Since one’s cognition is constructed by the modern educational system, people’s way of seeing has been distorted by the European white-male-centered point of view, which is English culture; as a result, others’ identities have been exempted from the center. Indeed, we have lived constructing by seeing through others’ eyes, not seeing with our own eyes. For this reason, we have to deconstruct our notion that we have constructed by now (Derrida, 2000, Foucault, M; 1994). In particular, language in English culture is power. That is, western culture is power over others, so the other cultures are powerless.
In particular, Korean culture has faced crisis. Korean cultural values of the dominent classes, which sided with Japan have sustained their power in South Korea because of American intervention after liberation from the Japanese colony (1910~1945). In addition, after the Korean War (1950~53) American culture has become more powerful, so it came to be a symbol of a better living that all of Korean culture and people strive for.
The problem is that we lost our tradition, which was a part of our identity during the turmoil of westernization in the name of modernization. In this situation, globalization is a hegemonic game. Western culture’s dichotomy has brought more problems that are serious to art education. Learning art strongly affects students’ cognition without noticing it, because the process is so connected to cognitive perception.

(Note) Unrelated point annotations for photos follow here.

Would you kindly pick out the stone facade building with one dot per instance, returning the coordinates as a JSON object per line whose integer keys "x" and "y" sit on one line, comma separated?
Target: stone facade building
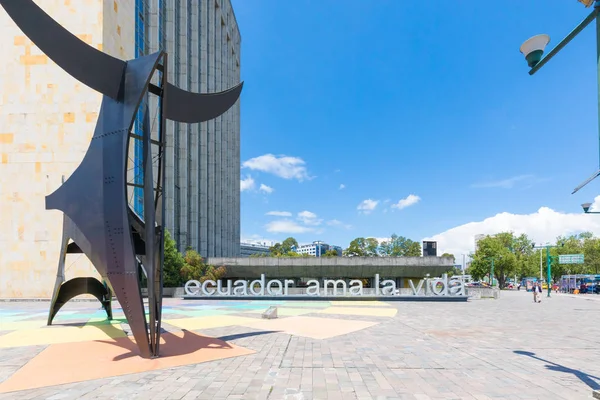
{"x": 47, "y": 119}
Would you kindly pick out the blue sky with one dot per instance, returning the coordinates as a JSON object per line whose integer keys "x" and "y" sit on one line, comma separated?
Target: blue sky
{"x": 430, "y": 99}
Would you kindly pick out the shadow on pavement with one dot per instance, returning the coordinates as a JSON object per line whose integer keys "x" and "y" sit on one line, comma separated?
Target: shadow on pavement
{"x": 245, "y": 335}
{"x": 589, "y": 380}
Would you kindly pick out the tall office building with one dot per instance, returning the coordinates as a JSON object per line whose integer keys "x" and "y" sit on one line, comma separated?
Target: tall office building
{"x": 203, "y": 160}
{"x": 47, "y": 119}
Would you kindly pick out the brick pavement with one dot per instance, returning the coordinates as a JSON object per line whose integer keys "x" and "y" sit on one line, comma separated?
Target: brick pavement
{"x": 487, "y": 349}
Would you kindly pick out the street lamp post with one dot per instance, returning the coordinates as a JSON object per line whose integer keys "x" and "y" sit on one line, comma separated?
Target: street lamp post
{"x": 492, "y": 271}
{"x": 548, "y": 263}
{"x": 533, "y": 50}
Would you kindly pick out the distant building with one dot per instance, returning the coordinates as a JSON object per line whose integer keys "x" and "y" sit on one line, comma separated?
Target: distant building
{"x": 317, "y": 249}
{"x": 250, "y": 248}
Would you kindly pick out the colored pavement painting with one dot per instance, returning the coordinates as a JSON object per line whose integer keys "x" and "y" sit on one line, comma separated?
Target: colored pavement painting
{"x": 82, "y": 328}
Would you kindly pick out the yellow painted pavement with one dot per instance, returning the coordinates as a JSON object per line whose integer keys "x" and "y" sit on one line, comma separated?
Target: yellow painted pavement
{"x": 287, "y": 312}
{"x": 60, "y": 334}
{"x": 216, "y": 321}
{"x": 371, "y": 312}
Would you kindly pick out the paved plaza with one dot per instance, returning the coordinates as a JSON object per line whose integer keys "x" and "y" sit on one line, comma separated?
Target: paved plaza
{"x": 509, "y": 348}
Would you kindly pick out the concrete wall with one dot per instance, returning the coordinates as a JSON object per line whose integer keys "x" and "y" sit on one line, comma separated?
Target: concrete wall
{"x": 203, "y": 160}
{"x": 351, "y": 267}
{"x": 47, "y": 119}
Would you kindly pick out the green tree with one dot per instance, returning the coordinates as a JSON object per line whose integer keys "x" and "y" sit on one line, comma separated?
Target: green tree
{"x": 173, "y": 263}
{"x": 501, "y": 249}
{"x": 399, "y": 246}
{"x": 449, "y": 255}
{"x": 195, "y": 268}
{"x": 361, "y": 247}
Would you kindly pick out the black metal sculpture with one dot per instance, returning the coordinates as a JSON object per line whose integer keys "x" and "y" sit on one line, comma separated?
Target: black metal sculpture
{"x": 98, "y": 219}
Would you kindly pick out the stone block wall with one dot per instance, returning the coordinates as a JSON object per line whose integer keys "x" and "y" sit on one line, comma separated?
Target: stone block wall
{"x": 47, "y": 119}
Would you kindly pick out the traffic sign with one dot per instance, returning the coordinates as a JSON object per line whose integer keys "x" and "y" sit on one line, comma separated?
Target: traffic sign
{"x": 570, "y": 259}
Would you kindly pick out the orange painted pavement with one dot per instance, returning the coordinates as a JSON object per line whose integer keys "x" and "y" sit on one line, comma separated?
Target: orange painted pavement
{"x": 81, "y": 361}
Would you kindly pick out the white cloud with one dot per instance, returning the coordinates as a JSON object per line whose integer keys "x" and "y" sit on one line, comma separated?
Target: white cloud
{"x": 282, "y": 166}
{"x": 380, "y": 240}
{"x": 266, "y": 189}
{"x": 410, "y": 200}
{"x": 526, "y": 180}
{"x": 309, "y": 218}
{"x": 247, "y": 184}
{"x": 366, "y": 206}
{"x": 280, "y": 213}
{"x": 542, "y": 226}
{"x": 286, "y": 226}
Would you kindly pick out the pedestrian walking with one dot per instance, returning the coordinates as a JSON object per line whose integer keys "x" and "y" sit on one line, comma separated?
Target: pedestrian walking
{"x": 537, "y": 293}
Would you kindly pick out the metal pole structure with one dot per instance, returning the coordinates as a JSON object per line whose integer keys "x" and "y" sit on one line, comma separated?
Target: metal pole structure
{"x": 591, "y": 17}
{"x": 596, "y": 7}
{"x": 541, "y": 273}
{"x": 549, "y": 262}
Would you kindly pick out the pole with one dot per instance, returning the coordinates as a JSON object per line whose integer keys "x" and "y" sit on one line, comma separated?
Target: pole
{"x": 549, "y": 262}
{"x": 596, "y": 6}
{"x": 541, "y": 273}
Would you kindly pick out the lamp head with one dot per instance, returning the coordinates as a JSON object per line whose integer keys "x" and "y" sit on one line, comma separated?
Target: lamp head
{"x": 533, "y": 49}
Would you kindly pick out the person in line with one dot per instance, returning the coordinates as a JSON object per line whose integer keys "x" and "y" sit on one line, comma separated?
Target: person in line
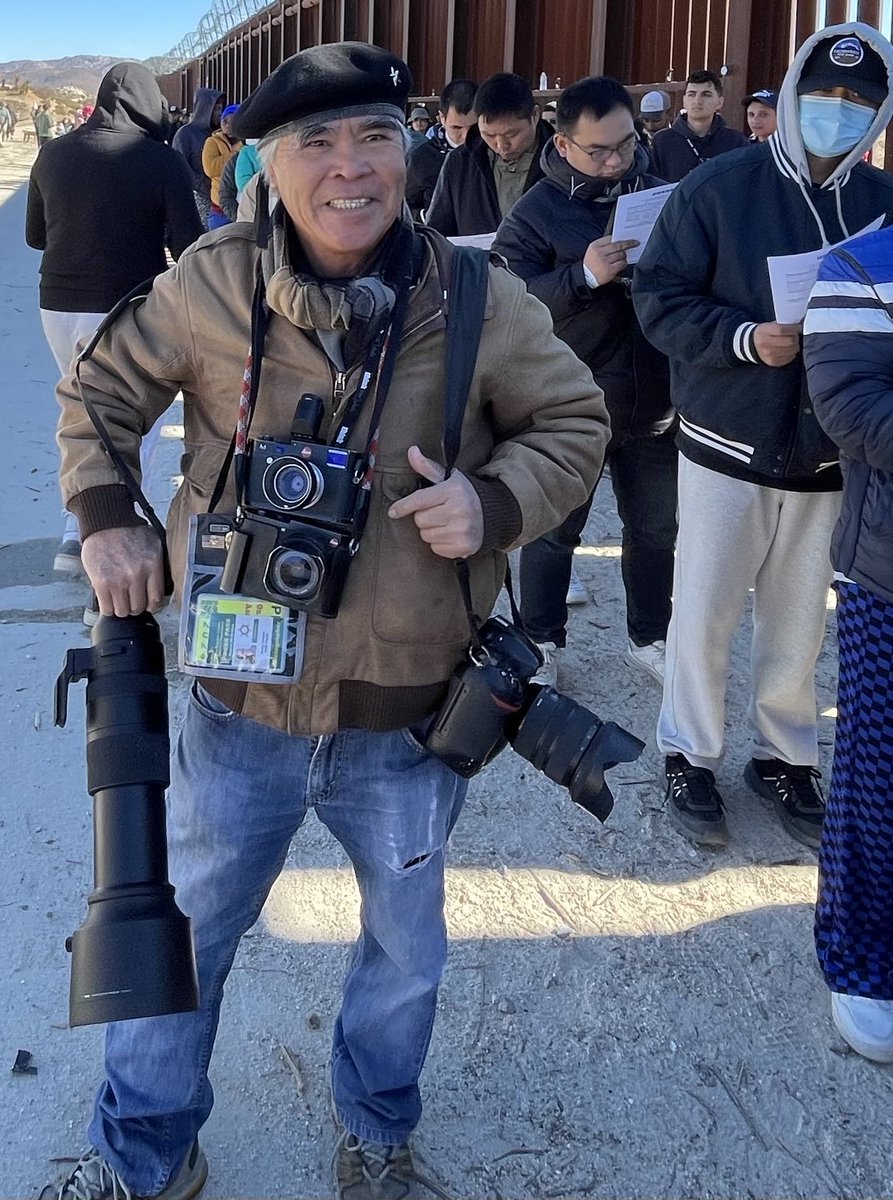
{"x": 847, "y": 347}
{"x": 761, "y": 112}
{"x": 345, "y": 738}
{"x": 189, "y": 141}
{"x": 557, "y": 239}
{"x": 498, "y": 162}
{"x": 216, "y": 153}
{"x": 699, "y": 133}
{"x": 102, "y": 205}
{"x": 455, "y": 118}
{"x": 759, "y": 481}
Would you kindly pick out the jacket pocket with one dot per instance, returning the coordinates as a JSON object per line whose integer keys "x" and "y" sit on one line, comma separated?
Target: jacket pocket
{"x": 417, "y": 599}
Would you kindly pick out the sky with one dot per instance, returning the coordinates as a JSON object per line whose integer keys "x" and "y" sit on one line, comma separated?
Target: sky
{"x": 55, "y": 29}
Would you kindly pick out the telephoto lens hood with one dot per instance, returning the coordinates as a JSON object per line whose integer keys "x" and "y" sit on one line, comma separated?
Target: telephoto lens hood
{"x": 133, "y": 955}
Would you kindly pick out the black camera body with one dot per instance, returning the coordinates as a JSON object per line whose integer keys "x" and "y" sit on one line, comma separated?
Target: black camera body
{"x": 303, "y": 514}
{"x": 491, "y": 702}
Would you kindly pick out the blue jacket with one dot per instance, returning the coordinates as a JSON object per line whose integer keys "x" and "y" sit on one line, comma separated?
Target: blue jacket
{"x": 849, "y": 354}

Modern art has been separated from their lives. No doubt, this problem caused problems while I ran the “self-expression through art” program. Its object is to recognize our way of seeing which was distorted by the Euro-white male centered point of view. Through the process of reinterpreting art works, participants deconstruct their previous knowledge and way of thinking, and then they reconstruct their own eyes. This process is a kind of spiritual journey to see themselves, as well as things as they are and to get out from their self-centeredness.
However, people who were accustomed to conventional education tended to reject or ignore the new art basics (New Art Basics of the Iowa University), especially women who were living in the Kangnam area where the richest people live in Korea (they fear that the unconscious mind would be revealed through self-expression). This is related to the common presumption that the role of art has been firmly constructed historically and socially. Who constructed art to be difficult and special? After questioning, we can reconstruct our way of seeing and notion of art (Sturken, M. & Cartwright, L.; 2001, Rogoff, I.; 1998, Duncum, P.; 2001, Freedman, K.; 2003).
After their self-awareness that their views are self-centered and it is others’ way of seeing, they can reconstruct their own way of seeing--identity. It seems to be impossible to recover Korean people’s own way of seeing because their way of seeing has already solidified.
Identity and critical gaze (Perkins, 1994, Tavin, K, & Hausman, J., 2004) has become more important in our multicultural society and these two points are very important for educational reform. What do we have to teach for change? We have to teach the way of seeing and critical gaze, then an individual is able to see the self. This is the reason that self-expressive visual education can play a role.